Some of the Kenyan companies that benefitted from this financial innovation include;
Africa’s Talking is a Pan-African technology company headquartered in Nairobi which aims to help software developers and businesses build solutions by democratizing access to technology infrastructure.
The company has operations in Kenya, Uganda, Tanzania, Rwanda, Malawi, Zambia, Nigeria, Ethiopia, Côte D’Ivoire and South Africa.
The company has developed strong partnerships with over 30 telcos and banks in Africa to open up their infrastructure to software developers through easy to use APIs (Application Programming Interface).
The platform enables developers to incorporate communication and payment APIs into their solutions, enabling them to reach their customers when they need to.
Software developers can choose from a wide range of APIs including SMS, Voice, USSD, Payments and Airtime.
In April 2018, the tech firm received USD8.6 million (Ksh860 million) Series A funding to boost its operations.
The company’s CEO Bilha Ndirangu in the report said expanding into Francophone and Southern Africa, product diversification and innovation are the factor behind the company’s strong growth.
Adele Dejak is an established jewelry and fashion accessories brand based in Nairobi owned by fashion entrepreneur Adele Dejak.
Designed and handmade using reclaimed and recycled materials from across the African continent, Adele Dejak Ltd’s affordable luxury brand has picked the interest of fashion and style icons worldwide.
It prides itself on working with the best local artisans – those with the skills and experience to work with materials in the most innovative and creative ways.
Their designs integrate locally sourced materials and traditional designs with a modern European style. Their inspirational designs begin with research on shapes and textiles from photos, artwork, books, and magazines on Africa and African tribes.
Acorn Holdings, a Kenyan property management and development company recently raised USD41.3 million (Ksh4.26 billion) from investors through the launch of Kenya’s first corporate green bond.
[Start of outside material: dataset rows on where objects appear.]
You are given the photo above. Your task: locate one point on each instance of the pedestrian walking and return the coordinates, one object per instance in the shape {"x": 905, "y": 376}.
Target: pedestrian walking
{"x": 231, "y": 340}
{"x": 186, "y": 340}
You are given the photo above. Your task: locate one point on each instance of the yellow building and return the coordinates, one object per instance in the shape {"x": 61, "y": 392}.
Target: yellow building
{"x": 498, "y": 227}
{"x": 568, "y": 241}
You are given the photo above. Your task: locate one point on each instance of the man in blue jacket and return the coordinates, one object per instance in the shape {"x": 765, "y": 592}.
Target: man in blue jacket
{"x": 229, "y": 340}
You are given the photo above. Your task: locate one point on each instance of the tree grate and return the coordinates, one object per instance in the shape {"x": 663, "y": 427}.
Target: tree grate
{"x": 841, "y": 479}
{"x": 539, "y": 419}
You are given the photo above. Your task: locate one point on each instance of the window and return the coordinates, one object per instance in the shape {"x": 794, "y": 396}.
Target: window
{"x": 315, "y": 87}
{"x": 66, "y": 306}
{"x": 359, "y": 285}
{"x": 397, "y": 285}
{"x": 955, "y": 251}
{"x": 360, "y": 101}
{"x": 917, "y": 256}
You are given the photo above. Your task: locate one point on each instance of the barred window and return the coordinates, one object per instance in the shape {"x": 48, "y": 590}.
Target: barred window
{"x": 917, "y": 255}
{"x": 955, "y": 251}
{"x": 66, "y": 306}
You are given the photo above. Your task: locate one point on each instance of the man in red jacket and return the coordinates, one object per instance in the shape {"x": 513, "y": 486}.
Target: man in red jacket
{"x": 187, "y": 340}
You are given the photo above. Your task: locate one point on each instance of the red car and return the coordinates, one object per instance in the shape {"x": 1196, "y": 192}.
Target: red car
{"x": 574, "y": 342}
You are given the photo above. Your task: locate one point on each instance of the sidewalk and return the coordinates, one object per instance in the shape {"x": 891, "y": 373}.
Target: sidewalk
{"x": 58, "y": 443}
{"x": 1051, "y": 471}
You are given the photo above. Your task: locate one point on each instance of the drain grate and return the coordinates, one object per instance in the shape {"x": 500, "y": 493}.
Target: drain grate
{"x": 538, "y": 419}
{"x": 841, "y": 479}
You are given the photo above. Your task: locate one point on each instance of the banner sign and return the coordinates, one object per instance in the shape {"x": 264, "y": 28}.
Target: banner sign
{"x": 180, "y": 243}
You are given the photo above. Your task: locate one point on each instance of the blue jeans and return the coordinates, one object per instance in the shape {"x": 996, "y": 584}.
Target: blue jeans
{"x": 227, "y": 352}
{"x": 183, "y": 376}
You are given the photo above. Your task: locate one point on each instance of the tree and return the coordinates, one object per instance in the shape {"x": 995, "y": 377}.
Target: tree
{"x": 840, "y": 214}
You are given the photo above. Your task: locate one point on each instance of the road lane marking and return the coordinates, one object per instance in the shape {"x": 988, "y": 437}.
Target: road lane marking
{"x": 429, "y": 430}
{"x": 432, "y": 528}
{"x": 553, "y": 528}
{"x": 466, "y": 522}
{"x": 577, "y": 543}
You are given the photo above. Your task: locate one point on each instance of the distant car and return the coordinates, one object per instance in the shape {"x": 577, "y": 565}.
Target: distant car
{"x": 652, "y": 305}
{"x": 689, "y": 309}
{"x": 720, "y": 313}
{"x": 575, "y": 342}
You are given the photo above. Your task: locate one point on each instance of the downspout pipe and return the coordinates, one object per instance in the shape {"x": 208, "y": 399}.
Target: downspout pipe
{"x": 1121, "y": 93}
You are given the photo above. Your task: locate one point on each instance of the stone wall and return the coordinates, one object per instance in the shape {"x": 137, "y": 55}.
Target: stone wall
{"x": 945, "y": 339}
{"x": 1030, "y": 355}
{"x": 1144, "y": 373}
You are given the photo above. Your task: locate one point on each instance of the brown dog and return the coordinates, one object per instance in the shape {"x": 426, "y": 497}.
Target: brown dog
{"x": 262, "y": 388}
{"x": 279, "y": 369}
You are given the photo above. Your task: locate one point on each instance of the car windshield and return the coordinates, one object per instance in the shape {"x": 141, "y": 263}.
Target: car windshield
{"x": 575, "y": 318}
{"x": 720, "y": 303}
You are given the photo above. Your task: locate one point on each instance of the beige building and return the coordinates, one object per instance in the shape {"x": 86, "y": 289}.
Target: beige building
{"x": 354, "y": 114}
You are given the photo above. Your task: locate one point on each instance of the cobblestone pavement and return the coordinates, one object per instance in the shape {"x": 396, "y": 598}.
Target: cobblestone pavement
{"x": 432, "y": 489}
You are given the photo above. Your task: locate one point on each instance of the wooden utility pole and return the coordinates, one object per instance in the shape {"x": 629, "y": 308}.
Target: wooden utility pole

Proceeds from Acorn’s bond will provide financing for the construction of climate-resilient student accommodation in the Kenyan capital Nairobi.
Acorn was established in 2001. Initially, the company provided project management services across East Africa.
In 2006, the company added property development capabilities and began undertaking its own developments.
In 2015, Acorn Holdings Limited was formed together with leading Africa-focused private equity firm Helios, and the business refocused purely on developing and managing purpose-built rental accommodation for young people in Nairobi.
Currently, Acorn is developing and managing purpose-built student accommodation with 1,600 operating beds and over 10,000 beds under development.
Edward Karate, CEO Acorn Holding Limited attributes the company’s success to underpinning the company’s investment in climate-resilient student housing.
“The population of the city (Nairobi) currently stands at 4.5 million and is projected to exceed 6 million by 2030, putting a strain on urban infrastructure, including affordable housing,” says Mr. Kirathe in the report.
The Nairobi-based agricultural company is also on the radar of global investors.
In October 2019, the company secured USD30 million (Ksh3 billion) from lenders and investors.
The money was to be used to set up a distribution centre for both agricultural and FMCG products.
“This funding enables us to invest in our technology and organisation to tackle the inefficiencies in Africa’s domestic food production and distribution ecosystems,” said Twiga Foods CEO Peter Njonjo in October 2019.
Other Kenyan companies to secure additional funding include D.Light Limited, AZA Group (formerly BitPesa), Karibu Homes Limited and PowerGen Renewable Energy.